Thank you very much. Thank you all for being here. We've had a lot of questions about the cutaneous T-cell lymphoma product, and I thought I might just take a minute to talk briefly about the market, because we haven't had any discussion of that.

CTCL is a type of T-cell lymphoma where patients can live for a long time. Sometimes they could live 15 years or even longer. But eventually, their disease can take their life.

Now because they live longer, even though the incidence is relatively small, the prevalence is relatively high. In our press release, we've told you our best estimate, that there's somewhere between 16 and 20,000 patients in the United States. We have thought that there's a good possibility that we would treat a significant number of these over the course of their disease, and then because their disease lasts for a period of time, we may be able to treat them more than once.

On top of that, if our safety profile continues to be good -- which it is now -- this is going to be a relatively non-toxic therapy compared to anything else that might be available. And as we've said, to the best of our knowledge, there really isn't anything good for them in the early stage.

So we've made a conservative estimate that we would be able to treat about 5,000 patients a year in the United States. We've also looked at orphan drug pricing and we thought, well, it seems to start around $40,000. We've looked at the size of the doses that we need to give, and we thought, well, we certainly could see orphan drug pricing would be reasonable given how much material that we will be using. So if we were to conservatively say we could price this product at $50,000, a treatment for 5,000 patients a year makes this a $250 million marketplace.

The other thing is that we haven't made any final decision, but we are considering to market this product ourselves. We believe that the number of people we would call on is relatively small. These are a small group of specialists that treat this type of patient. And this may be something we can manage with a modest sales force -- maybe less than 20 people -- that we could run from our existing U.S. office at a very reasonable cost.

Consequently, it's possible that the revenue that comes to Genmab from this product could be as substantial as if we had out-licensed the product for bigger indication but were receiving a royalty that wouldn't be the same as basically the profits after the costs of goods and marketing.

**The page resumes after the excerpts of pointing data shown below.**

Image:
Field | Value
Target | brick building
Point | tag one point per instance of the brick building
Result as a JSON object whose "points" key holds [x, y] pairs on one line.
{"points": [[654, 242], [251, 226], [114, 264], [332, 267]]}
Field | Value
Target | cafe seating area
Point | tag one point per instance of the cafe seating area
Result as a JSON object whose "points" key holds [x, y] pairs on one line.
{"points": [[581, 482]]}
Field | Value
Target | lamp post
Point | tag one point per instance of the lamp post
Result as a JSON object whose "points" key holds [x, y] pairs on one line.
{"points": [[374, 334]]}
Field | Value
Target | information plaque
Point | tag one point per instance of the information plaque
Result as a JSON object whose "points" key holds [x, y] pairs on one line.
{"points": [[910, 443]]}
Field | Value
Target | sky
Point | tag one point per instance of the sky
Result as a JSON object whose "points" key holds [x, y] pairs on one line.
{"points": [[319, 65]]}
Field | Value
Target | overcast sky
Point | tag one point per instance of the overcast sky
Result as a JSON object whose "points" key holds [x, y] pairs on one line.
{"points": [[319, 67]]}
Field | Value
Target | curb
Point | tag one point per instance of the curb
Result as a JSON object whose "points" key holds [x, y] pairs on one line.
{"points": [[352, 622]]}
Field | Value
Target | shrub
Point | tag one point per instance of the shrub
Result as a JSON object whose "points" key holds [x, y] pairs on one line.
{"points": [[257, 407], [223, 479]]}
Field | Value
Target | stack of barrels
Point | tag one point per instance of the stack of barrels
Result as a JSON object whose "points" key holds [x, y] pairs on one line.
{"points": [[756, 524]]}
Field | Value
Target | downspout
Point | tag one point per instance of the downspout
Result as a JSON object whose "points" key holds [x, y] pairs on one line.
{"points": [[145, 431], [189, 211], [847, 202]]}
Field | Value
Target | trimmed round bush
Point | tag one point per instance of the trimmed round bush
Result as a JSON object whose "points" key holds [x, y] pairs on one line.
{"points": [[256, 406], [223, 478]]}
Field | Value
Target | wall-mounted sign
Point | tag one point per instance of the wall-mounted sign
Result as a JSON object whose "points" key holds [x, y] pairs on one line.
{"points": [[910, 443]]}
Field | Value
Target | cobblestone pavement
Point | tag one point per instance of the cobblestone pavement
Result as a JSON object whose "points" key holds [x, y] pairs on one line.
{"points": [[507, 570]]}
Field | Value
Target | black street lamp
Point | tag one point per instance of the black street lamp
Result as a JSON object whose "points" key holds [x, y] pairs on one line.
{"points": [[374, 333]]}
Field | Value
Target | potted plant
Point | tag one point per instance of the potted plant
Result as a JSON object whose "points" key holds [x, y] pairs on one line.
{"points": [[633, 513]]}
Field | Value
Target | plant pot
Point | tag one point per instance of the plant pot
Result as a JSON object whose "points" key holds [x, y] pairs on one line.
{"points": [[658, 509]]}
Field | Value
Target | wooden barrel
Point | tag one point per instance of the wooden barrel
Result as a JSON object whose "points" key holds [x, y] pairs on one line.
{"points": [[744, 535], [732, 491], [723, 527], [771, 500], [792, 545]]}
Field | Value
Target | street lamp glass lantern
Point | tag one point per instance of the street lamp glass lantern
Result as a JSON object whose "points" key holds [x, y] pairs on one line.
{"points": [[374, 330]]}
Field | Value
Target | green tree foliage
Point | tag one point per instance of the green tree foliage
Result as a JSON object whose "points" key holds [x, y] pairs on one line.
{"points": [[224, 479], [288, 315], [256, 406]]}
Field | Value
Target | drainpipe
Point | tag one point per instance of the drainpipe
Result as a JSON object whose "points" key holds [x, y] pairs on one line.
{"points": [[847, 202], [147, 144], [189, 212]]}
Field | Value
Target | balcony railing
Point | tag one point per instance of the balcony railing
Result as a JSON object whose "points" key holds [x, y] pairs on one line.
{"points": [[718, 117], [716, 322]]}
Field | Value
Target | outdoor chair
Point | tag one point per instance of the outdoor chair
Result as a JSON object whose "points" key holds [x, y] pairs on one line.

I just wanted to make that comment because we haven't had that discussion with many of you. And we would be happy to discuss it in the future if you had any additional questions about that.

In the meantime, I very much appreciate your taking the time to join the call. We look forward to speaking with you again soon, and we very much look forward to the ASH conference in December. Thank you, and good night.

Ladies and gentlemen, this concludes our conference for today. Thank you all for participating and have a nice day. All parties may now disconnect.